Kerugian Edmunds di Charger Daytona Hampir Rp740 Juta, Mobilnya Pun Tak Disukai Pengujiannya

Bagi sebuah mobil listrik performa tinggi, angka di odometer ternyata tidak selalu menjadi masalah terbesar. Pada kasus Charger Daytona Scat Pack yang dipakai Edmunds, kerugian justru datang lebih cepat dari dugaan karena nilai jualnya jatuh sangat dalam hanya dalam waktu singkat.

Setelah sekitar setahun dipakai, unit 2024 Charger Daytona Scat Pack itu dilepas kembali ke pasar dengan selisih harga yang menyakitkan. Odometer mobil tersebut masih berada di bawah 7,000 miles, tetapi nilainya sudah merosot tajam hingga membuat Edmunds menelan rugi hampir $47,000.

Yang membuat cerita ini mencolok adalah fakta bahwa Edmunds membeli mobil itu dengan uang sungguhan. Dodge memang memberi sedikit diskon dari harga as-test sebesar $85,965, namun harga yang dibayar tetap mencapai $82,000.

Saat dijual 12 bulan kemudian, nilai pasarnya hanya sekitar $35,000. Dari sanalah muncul selisih yang membuat kerugian Edmunds mendekati $47,000 dan langsung menempatkan Charger Daytona dalam sorotan yang tidak menyenangkan.

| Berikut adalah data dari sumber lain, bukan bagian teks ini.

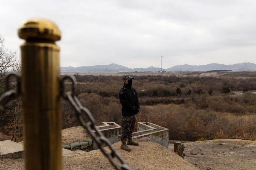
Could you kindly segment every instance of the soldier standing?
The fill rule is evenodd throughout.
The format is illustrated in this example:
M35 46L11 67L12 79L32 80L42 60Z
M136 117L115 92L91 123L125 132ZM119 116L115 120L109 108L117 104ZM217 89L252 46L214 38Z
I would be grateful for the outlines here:
M129 75L125 75L123 79L124 86L119 92L119 99L122 106L121 149L128 151L131 151L131 149L127 144L139 145L139 143L132 141L132 131L136 121L135 115L140 111L138 94L131 87L133 79Z

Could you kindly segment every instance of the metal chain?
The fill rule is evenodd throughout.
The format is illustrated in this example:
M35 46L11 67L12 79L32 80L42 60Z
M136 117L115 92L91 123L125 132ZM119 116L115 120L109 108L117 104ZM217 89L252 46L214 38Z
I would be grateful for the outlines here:
M73 83L72 91L65 91L64 81L69 80ZM60 80L60 93L65 99L68 100L74 107L76 112L76 117L80 124L87 129L94 141L95 142L105 156L108 158L113 165L118 170L130 169L125 164L121 156L117 153L115 149L112 146L109 140L106 138L97 128L94 118L90 111L83 106L75 96L76 90L76 80L73 75L65 75ZM86 122L82 118L83 115L85 115L89 121ZM95 131L95 132L94 132ZM110 149L110 152L107 152L106 149L103 149L106 145ZM121 163L118 166L114 161L114 158L116 157Z
M9 81L12 76L17 79L17 91L10 89ZM0 97L0 111L3 110L4 106L11 99L16 98L20 94L20 74L17 73L13 72L9 74L5 78L5 92Z

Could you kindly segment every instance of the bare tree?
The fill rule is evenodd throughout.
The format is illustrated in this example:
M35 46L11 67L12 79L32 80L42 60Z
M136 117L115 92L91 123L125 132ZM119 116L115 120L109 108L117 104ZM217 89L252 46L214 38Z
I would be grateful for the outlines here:
M0 35L0 94L4 89L4 79L9 71L20 71L20 62L17 57L16 52L10 51L4 46L4 38Z

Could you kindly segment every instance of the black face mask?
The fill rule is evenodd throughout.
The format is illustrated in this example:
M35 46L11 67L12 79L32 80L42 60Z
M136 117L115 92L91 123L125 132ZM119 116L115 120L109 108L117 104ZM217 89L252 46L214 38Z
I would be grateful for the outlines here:
M128 81L128 85L130 86L132 86L132 79Z

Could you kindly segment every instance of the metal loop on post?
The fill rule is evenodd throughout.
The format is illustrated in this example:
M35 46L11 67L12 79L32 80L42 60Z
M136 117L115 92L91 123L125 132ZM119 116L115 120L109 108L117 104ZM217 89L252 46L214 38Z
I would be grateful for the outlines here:
M65 91L64 81L67 79L71 80L73 83L71 91ZM90 111L83 106L79 101L75 95L76 90L75 83L76 81L73 76L66 75L61 80L60 86L61 94L63 97L69 101L76 112L76 117L80 124L88 131L88 133L95 142L104 155L107 157L112 165L116 169L119 170L129 170L130 168L124 163L121 156L116 152L115 149L111 145L109 140L107 139L97 127L94 118ZM86 116L89 121L86 122L83 118L82 116ZM103 148L106 146L110 150L107 152ZM118 166L114 161L113 158L116 157L121 163Z
M71 81L72 83L72 90L71 91L69 91L66 92L65 92L65 80L69 80ZM65 75L61 78L60 81L60 94L62 95L62 97L63 98L66 100L68 100L68 96L66 94L67 92L69 93L70 94L71 96L73 97L74 96L76 92L76 80L75 78L73 75Z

Masalahnya tidak berhenti di depresiasi

Selama masa pemakaian, mobil ini juga tidak berhasil memberi pengalaman yang meyakinkan. Edmunds mencatat infotainment yang sering bermasalah, bunyi aneh dari drivetrain, dan perilaku software yang dinilai ganjil.

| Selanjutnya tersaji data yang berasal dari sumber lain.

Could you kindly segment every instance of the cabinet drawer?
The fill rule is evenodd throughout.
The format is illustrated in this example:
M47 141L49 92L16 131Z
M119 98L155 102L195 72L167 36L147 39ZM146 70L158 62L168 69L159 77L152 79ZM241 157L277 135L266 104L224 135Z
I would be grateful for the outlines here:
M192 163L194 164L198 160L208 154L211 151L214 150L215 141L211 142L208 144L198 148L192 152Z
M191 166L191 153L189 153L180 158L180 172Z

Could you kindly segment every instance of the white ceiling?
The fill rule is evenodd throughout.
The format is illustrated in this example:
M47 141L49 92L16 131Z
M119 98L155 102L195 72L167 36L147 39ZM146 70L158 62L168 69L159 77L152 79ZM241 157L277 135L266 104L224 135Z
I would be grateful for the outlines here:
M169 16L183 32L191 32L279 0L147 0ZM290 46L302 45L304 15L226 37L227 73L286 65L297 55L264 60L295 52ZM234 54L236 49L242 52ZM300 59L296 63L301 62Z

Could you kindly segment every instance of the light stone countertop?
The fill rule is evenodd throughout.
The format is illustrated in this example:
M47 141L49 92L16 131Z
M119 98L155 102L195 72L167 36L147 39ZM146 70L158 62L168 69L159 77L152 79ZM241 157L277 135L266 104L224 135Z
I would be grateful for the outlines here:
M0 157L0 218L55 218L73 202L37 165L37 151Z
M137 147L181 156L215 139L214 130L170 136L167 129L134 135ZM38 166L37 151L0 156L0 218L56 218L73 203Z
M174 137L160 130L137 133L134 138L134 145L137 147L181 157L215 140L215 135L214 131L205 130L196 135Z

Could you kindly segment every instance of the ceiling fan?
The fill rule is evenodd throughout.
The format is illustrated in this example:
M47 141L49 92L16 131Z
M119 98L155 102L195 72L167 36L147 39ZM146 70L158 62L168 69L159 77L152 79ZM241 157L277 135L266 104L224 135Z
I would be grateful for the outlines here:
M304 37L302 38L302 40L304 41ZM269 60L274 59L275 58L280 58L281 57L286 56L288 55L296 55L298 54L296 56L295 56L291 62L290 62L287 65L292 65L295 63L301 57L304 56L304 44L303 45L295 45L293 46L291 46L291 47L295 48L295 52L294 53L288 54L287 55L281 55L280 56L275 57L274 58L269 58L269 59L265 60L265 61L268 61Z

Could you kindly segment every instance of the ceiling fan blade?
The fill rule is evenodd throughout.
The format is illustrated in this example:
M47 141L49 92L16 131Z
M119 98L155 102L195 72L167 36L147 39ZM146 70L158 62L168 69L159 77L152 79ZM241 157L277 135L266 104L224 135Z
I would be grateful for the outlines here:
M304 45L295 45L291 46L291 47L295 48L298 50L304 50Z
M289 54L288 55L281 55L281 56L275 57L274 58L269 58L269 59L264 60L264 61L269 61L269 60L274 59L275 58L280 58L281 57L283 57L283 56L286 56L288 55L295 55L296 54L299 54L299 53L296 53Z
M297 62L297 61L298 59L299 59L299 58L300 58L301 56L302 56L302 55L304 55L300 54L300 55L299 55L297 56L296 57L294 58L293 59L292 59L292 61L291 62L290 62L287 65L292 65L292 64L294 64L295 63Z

Reaksi internal tim pun terdengar keras. Seorang editor menyebut suara buatan Fratzonic sebagai “an insult to V8s everywhere”, sementara editor lain menilai mobil ini “boring”.

Keluhan lain ikut menambah daftar persoalan. Radius putarnya dianggap buruk, bodinya terlalu besar, pengereman regeneratif dinilai tidak konsisten, dan handling disebut tidak mampu menebus tenaga lurusnya.

Kombinasi itu membuat penggunaan harian Charger Daytona terasa jauh dari ekspektasi sebuah muscle car modern. Alih-alih menghadirkan karakter yang kuat, mobil ini justru memunculkan banyak gangguan kecil yang menumpuk.

Ada sisi yang tetap dipuji

Meski kritiknya tajam, tim Edmunds tidak sepenuhnya menolak mobil ini. Beberapa staf masih menyukai desainnya, kepraktisan hatchback yang lapang, serta jarak tempuh yang dianggap cukup baik untuk kelasnya.

Daytona dengan tenaga 670 hp, atau 679 PS dan 500 kW, tercatat mampu menempuh 255 miles atau 410 km dalam penggunaan nyata. Hasil itu justru melampaui estimasi EPA resmi yang hanya 216 miles atau 348 km.

Catatan tersebut memberi sedikit ruang positif di tengah banyak keluhan lain. Namun, angka jarak tempuh yang lebih baik dari perkiraan tetap tidak cukup untuk mengubah kesan keseluruhan selama setahun pemakaian.

Pada akhirnya, Edmunds menggambarkan Charger Daytona sebagai mobil besar dan mahal yang mengecewakan. Yang paling menonjol bukan hanya harga jualnya yang anjlok, tetapi juga kenyataan bahwa rasa suka terhadap mobil itu memang tidak pernah benar-benar tumbuh sejak awal.